女は右手を大きく振り上げると、そのままの勢いで振り下ろした。
小野寺律の顔、めがけて。

作家との打ち合わせから戻った律は、たまたま1階受付に来ている来客の言葉が耳に入った。
その人物は、10代後半か、20歳くらいの若い女性。
どうやらアポは取っていないらしい。
彼女は「エメラルド編集部の方に会わせてください!」と叫んでいる。
ものすごく必死な様子だったので、律は彼女に近づいて声をかけたのだ。
「エメラルド編集部の小野寺です。お話伺います。
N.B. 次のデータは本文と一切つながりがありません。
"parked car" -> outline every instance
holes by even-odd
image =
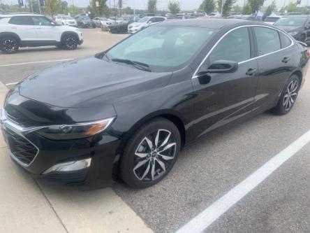
[[[56,15],[55,22],[61,25],[78,27],[78,22],[75,20],[69,15]]]
[[[78,29],[57,25],[43,15],[0,15],[0,49],[6,53],[14,53],[20,47],[56,45],[74,50],[82,43]]]
[[[278,21],[279,19],[281,19],[282,17],[282,16],[267,16],[266,17],[266,18],[264,20],[264,22],[265,22],[266,24],[274,24],[276,21]]]
[[[96,28],[96,24],[88,16],[75,16],[78,27],[92,27]]]
[[[96,27],[100,27],[101,25],[108,26],[114,23],[113,21],[104,17],[95,17],[93,21],[96,24]]]
[[[133,23],[133,20],[123,20],[118,24],[108,25],[109,31],[111,33],[128,33],[128,26]]]
[[[138,20],[137,22],[133,22],[128,26],[128,31],[129,33],[135,33],[150,25],[158,24],[166,20],[165,17],[154,16],[144,17]]]
[[[271,108],[289,113],[308,60],[307,48],[264,23],[167,22],[24,79],[6,96],[1,127],[10,156],[37,178],[146,188],[202,136]]]
[[[309,15],[289,15],[283,17],[274,26],[286,31],[296,40],[310,44],[310,20]]]

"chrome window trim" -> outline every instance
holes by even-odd
[[[258,58],[263,57],[265,57],[265,56],[267,56],[267,55],[271,55],[271,54],[273,54],[273,53],[275,53],[275,52],[280,52],[280,51],[281,51],[281,50],[286,50],[286,49],[287,49],[287,48],[290,48],[290,47],[292,47],[293,45],[295,45],[295,42],[294,42],[294,41],[290,38],[290,36],[287,36],[285,33],[283,33],[281,30],[278,29],[276,29],[276,28],[272,27],[269,27],[269,26],[267,26],[267,25],[260,25],[260,24],[251,24],[251,25],[242,25],[242,26],[238,26],[238,27],[235,27],[235,28],[233,28],[233,29],[231,29],[229,30],[228,31],[226,31],[226,33],[225,34],[223,34],[223,36],[219,39],[219,41],[217,41],[217,42],[213,45],[213,47],[210,49],[210,50],[208,52],[208,53],[207,54],[207,55],[205,57],[205,58],[203,59],[202,62],[201,62],[201,63],[200,63],[200,64],[199,65],[199,66],[196,69],[196,70],[195,70],[194,74],[193,75],[193,77],[191,78],[191,79],[196,78],[198,77],[198,76],[197,75],[197,73],[198,72],[198,71],[199,71],[199,69],[200,69],[200,67],[201,67],[201,66],[202,66],[202,64],[205,63],[205,60],[207,59],[207,57],[209,57],[209,55],[210,55],[210,53],[213,51],[213,50],[215,48],[215,47],[216,47],[216,45],[219,44],[219,42],[220,42],[220,41],[221,41],[221,40],[222,40],[222,39],[223,39],[223,38],[227,34],[228,34],[229,33],[230,33],[230,32],[232,31],[235,31],[235,30],[238,29],[239,29],[239,28],[246,27],[267,27],[267,28],[269,28],[269,29],[274,29],[274,30],[278,31],[279,33],[282,33],[282,34],[283,34],[286,37],[288,37],[288,38],[290,40],[290,45],[288,45],[288,46],[287,46],[287,47],[286,47],[286,48],[282,48],[281,49],[280,49],[280,50],[276,50],[276,51],[273,51],[273,52],[268,52],[268,53],[264,54],[264,55],[260,55],[260,56],[257,56],[257,57],[252,57],[252,58],[251,58],[251,59],[247,59],[247,60],[244,60],[244,61],[242,61],[242,62],[238,62],[238,64],[243,64],[243,63],[245,63],[245,62],[249,62],[249,61],[253,60],[254,59],[258,59]],[[281,40],[280,37],[279,38],[279,39]]]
」
受付の女性に詰め寄っていたその女性は、律の方を振り返ると、パァッと顔を輝かせた。

律は1階の接客スペースで彼女と話をすることにした。
単なる直感だが、何か「ヤバい」雰囲気の女性だった。
ほとんどメイクもしていない顔は、可愛らしいといえないこともない。
だが目が据わっているというかイっちゃっているというか。
思いつめた雰囲気で、興奮しているようだ。

正直言って1人で相対するのは怖いと律は思った。
だが編集部は徐々に忙しくなっている時期だ。
こういう雰囲気の女性を連れて行くのは、まずい気がする。
とりあえず話を聞いて、判断に困るようなら高野に相談しよう。
律は心の中ですばやくそう結論付けた。